Sabtu, 25 April 2020

Menyoal Komisaris BUMN


Opini   :
Menyoal Komisaris BUMN


Oleh : Kardi Pakpahan*
          Dalam waktu belakangnan ini salah satu simpul informasi  tentang Badan Usaha Milik Negara (BUMN)  yang mengemuka di media massa adalah perihal komisaris pada perusahaan pelat merah atau BUMN, seperti berita tentang perubahan susunan dewan komisaris pada PT Pelindo 1.
          Tak dapat dipungkiri upaya-upaya pembenahan BUMN  sudah banyak dilakukan, khususnya semenjak reformasi ekonomi bergulir pada tahun 1997/1998. Buah dari pembenahan itu, beberapa BUMN telah melakukan tranformasi dengan tata kelola,  kinerja dan daya saing yang relatif lebih baik,
          Diharapkan pembenahan yang dilakukan pada BUMN selama ini dapat terus berjalan kearah yang lebih maju, bukan sebaliknya. Termasuk tentunya tentang keberadaan dewan komisaris yang semakin baik pula, untuk mendukung peningkatan kinerja dan daya saing
          Perihal  persyaratan dewan komisaris BUMN diatur dalam Peraturan Menteri BUMN No.02/MBU/02/2015, yang dikelompokkan dalam  3 bagian. Pertama, persyaratan formal, yaitu a) orang perseorangan; b) cakap melakukan perbuatan hukum; c) tidak pernah dinyatakan pailit dalam waktu 5 tahun sebelum pencalonan; d) tidak pernah menjadi anggota direksi atau dewan komisaris yang dinyatakan bersalah menyebabkan suatu Perseroan dinyatakan pailit dalam waktu 5 tahun sebelum pencalonan; e) tidak pernah dihukum karena melakukan tindak pidana yang merugikan keuangan Negara dan/atau yang berkaitan dengan sektor keuangan dalam waktu 5 tahun sebelum pencalonan.
          Kedua, persyaratan materil, seperti a) integritas; b) dedikasi; c) memahami masalah-masalah manajemen perusahaan yang berkaitan dengan salah satu fungsi manajemen, d) memiliki pengetahuan yang memadai di bidang usaha perseroan dimana yang bersangkutan dicalonkan; e) dapat menyediakan waktu yang cukup untuk melaksanakan tugasnya.

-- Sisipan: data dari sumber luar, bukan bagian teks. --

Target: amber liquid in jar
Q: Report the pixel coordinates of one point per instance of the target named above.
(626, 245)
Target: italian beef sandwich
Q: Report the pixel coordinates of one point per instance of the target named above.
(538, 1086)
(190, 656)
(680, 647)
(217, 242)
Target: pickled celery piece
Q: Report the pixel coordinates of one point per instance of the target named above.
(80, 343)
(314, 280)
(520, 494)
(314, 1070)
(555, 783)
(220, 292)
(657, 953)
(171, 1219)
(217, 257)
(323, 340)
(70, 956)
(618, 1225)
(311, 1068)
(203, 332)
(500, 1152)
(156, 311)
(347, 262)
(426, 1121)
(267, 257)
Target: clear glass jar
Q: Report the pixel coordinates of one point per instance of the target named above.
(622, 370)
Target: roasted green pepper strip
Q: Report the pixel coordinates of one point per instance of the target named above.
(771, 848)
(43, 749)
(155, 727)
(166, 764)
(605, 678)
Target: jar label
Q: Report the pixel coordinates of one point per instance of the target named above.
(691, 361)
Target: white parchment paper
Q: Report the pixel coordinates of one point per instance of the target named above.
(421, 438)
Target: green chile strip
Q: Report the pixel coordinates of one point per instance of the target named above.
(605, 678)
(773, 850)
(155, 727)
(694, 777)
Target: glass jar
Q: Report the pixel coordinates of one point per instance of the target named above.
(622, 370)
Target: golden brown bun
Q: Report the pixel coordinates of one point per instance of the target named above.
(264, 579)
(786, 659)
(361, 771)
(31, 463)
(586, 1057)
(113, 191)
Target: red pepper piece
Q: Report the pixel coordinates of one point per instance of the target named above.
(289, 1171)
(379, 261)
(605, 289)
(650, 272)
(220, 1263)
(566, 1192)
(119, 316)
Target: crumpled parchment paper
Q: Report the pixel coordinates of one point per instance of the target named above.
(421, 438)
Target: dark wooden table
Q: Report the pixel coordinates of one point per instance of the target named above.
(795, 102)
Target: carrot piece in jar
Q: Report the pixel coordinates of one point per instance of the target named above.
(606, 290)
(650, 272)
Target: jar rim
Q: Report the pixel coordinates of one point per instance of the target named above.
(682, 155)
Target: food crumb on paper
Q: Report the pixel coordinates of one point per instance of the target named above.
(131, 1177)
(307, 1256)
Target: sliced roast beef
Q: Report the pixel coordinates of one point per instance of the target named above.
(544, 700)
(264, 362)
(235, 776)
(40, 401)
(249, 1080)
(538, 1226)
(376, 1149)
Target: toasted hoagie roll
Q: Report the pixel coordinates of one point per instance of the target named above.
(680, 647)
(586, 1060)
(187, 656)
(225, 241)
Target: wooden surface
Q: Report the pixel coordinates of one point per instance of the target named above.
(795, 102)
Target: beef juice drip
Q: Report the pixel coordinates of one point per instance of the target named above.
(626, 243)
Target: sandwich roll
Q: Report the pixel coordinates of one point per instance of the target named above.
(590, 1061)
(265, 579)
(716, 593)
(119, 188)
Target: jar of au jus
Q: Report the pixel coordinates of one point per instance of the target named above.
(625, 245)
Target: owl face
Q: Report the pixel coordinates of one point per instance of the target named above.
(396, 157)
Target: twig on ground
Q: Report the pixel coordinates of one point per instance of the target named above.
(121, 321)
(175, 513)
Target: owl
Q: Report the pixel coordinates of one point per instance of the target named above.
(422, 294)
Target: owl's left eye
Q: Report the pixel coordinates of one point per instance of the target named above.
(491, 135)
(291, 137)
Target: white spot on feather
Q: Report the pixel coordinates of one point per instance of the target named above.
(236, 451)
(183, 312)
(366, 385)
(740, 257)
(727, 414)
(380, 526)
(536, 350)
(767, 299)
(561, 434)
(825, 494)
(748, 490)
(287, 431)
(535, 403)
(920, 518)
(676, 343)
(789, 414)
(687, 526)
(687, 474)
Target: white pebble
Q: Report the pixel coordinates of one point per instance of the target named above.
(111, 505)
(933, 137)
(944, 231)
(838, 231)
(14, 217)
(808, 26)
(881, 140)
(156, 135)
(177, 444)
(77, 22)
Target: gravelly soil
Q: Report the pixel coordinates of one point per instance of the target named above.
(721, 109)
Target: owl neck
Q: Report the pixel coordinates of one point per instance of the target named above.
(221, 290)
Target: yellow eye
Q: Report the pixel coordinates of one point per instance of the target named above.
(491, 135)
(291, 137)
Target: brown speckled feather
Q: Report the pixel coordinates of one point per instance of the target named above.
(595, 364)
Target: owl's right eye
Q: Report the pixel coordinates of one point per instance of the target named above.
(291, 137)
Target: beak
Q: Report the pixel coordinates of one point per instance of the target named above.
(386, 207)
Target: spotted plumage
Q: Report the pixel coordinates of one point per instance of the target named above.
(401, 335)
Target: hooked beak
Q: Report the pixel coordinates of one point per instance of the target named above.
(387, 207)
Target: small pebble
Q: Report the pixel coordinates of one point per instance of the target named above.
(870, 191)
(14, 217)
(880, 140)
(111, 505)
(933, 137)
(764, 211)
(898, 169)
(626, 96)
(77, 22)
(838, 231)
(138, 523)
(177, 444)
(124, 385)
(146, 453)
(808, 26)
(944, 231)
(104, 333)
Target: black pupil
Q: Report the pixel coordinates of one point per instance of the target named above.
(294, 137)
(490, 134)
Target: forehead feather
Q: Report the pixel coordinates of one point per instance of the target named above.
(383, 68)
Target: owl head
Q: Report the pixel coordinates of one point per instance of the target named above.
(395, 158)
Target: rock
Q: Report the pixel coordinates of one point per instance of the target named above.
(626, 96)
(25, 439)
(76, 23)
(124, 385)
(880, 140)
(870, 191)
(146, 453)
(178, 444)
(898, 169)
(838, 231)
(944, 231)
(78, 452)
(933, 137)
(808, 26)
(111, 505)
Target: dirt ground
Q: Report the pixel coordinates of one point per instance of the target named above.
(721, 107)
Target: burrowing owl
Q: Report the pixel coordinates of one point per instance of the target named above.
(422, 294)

          Ketiga, persyaratan lain. Bagian yang masuk pada persyaratan   komisaris BUMN pada persyaratan ini : a)  bukan pengurus partai politik (Parpol) dan/atau calon anggota legislatif dan/atau anggota legislatif.  Calon anggota legislatif atau anggota legislatif terdiri dari calon/anggota DPR, DPD, DPRD Tingkat I dan DPRD Tingkat II; b) bukan calon kepala/wakil kepala daerah dan/atau kepala/wakil kepala daerah; c) tidak menjabat sebagai anggota Dewan Komisaris pada BUMN yang bersangkutan selama 2 periode berturut-turut; d) sehat jasmani dan rohani, yang dibuktikan dengan surat keterangan dari dokter.

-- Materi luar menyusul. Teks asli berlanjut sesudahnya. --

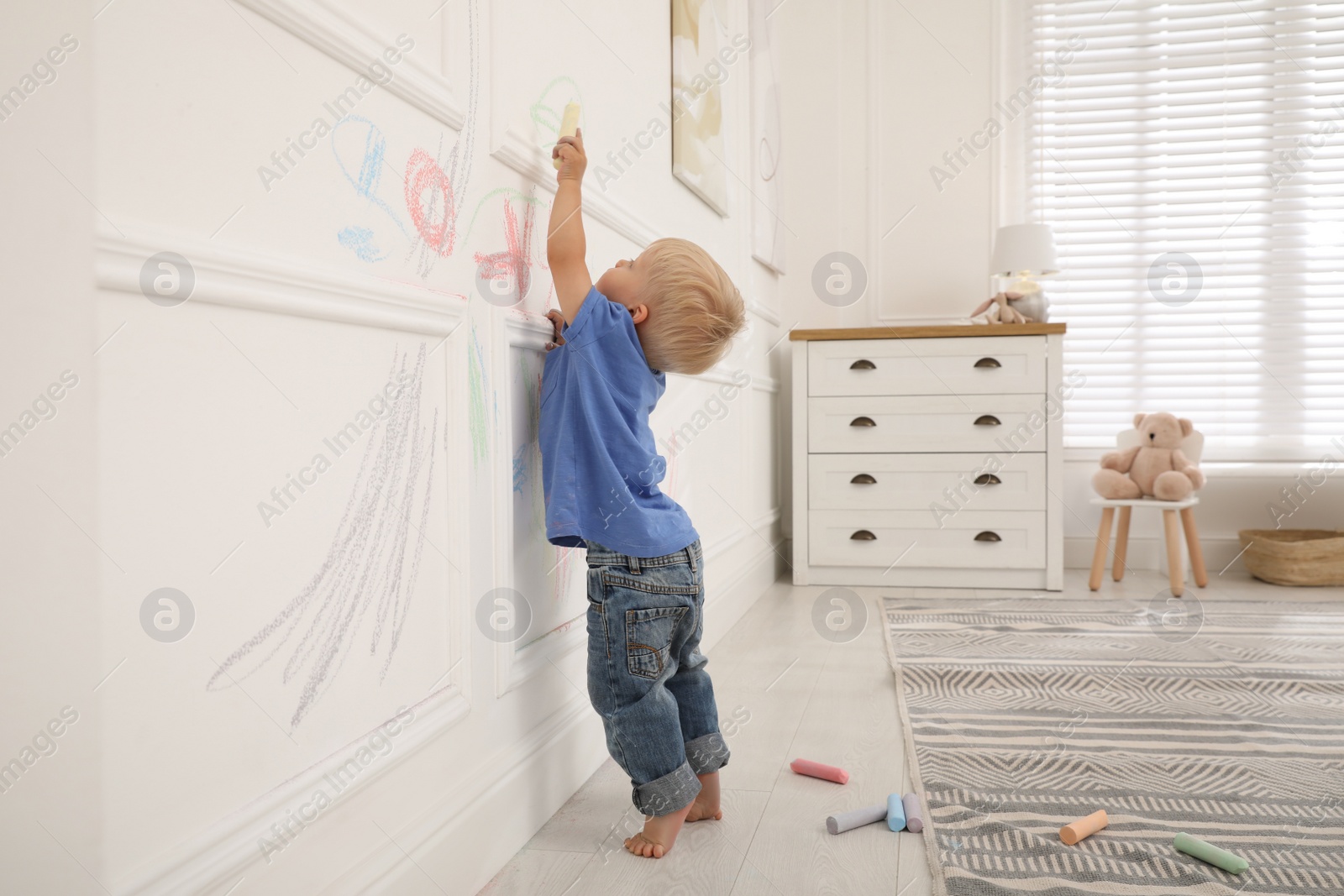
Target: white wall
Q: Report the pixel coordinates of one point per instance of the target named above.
(313, 286)
(50, 558)
(877, 94)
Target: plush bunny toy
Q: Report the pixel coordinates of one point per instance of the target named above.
(1156, 466)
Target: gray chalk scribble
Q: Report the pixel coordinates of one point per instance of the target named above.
(370, 562)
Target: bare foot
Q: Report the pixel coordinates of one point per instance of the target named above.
(707, 801)
(659, 835)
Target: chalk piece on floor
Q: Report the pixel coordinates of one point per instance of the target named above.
(819, 770)
(855, 819)
(914, 813)
(895, 813)
(1210, 853)
(1084, 828)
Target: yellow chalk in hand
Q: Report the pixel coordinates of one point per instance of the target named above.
(569, 127)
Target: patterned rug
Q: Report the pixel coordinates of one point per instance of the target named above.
(1223, 720)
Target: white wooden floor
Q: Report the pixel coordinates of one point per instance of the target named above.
(796, 694)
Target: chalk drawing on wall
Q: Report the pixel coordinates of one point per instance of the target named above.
(698, 132)
(360, 594)
(433, 184)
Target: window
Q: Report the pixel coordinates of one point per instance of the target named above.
(1191, 161)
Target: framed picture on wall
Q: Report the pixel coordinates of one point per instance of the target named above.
(698, 71)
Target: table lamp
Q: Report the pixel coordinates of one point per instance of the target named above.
(1026, 251)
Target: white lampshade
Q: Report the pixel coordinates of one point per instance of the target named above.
(1025, 248)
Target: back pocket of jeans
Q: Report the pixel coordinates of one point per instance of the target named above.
(648, 638)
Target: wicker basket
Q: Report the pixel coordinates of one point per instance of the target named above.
(1294, 557)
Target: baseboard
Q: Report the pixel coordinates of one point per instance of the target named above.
(561, 755)
(1151, 553)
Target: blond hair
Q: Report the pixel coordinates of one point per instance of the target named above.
(696, 312)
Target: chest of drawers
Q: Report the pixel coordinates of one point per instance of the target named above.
(929, 456)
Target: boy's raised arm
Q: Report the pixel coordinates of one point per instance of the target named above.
(566, 248)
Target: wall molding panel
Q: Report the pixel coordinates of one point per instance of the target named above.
(333, 33)
(242, 278)
(226, 851)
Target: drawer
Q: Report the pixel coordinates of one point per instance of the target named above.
(914, 481)
(927, 423)
(961, 365)
(917, 540)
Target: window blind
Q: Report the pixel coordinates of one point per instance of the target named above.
(1191, 163)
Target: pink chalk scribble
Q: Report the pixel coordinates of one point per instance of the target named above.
(515, 261)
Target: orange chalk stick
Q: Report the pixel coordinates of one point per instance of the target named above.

          Disamping tiga bagian persyaratan tersebut, khususnya untuk komisaris BUMN di bidang usaha jasa keuangan, baik bank maupun non bank, harus memenuhi persyaratan fit & proper test pada OJK (Otoritas Jasa Keuangan).
          Dikaitkan dengan calon komisaris BUMN dari instansi pelayanan publik, sebagaimana diatur pada UU No. 25/2009  ada juga batasan komisaris BUMN, sebagaimana diatur pada pasal 17 huruf a UU No.25/2009. Disana dikatakan Pelaksana pelayanan publik dilarang merangkap sebagai komisaris atau pengurus organisasi usaha bagi pelaksana yang berasal dari instansi pemerintah, Badan Usaha Milik Negara (BUMN), dan Badan Usaha Milik Daerah (BUMD).  Artinya pelaksana yang terkait dengan pelayanan publik dilarang merangkap jabatan sebagai komisaris BUMN.
          Untuk memahami batasan pelaksana pelayanan publik dapat diketahui dari ketentuan pasal 1 angka 5 UU No. 25/2009, yang menyebutkan :”Pelaksana pelayanan publik, yang selanjutnya disebut juga Pelaksana, adalah pejabat, pegawai, petugas, dan setiap orang yang bekerja di dalam organisasi penyelenggara yang bertugas melaksanakan tindakan atau serangkaian tindakan pelayanan publik” .
       Dalam rangka memahami penyelenggara pelayanan publik, yang disebut juga penyelenggara,  dapat  dilihat pada pasal 1 angka 2 UU No.25/2009, yang menyatakan :”setiap institusi penyelenggara Negara, korporasi, lembaga independen yang dibentuk berdasarkan undang-undang untuk kegiatan pelayanan public, dan badan hukum lain yang dibentuk semata-mata untuk kegiatan pelayanan publik”.
          Berangkat dari hal tersebut, maka komisaris BUMN tidak dapat merangkap sebagai penyelengara Negara atau pelaksana yang terkait dengan pelayanan publik, baik dalam status Menteri/wakil Menteri, ASN/Polri/TNI, termasuk dosen Perguruan Tinggi Negeri. Bila perangkapan seperti itu dilakukan, maka berdasarkan pasal 54 ayat 7 UU No.25/2009,   dikenai sanksi pembebasan dari jabatan.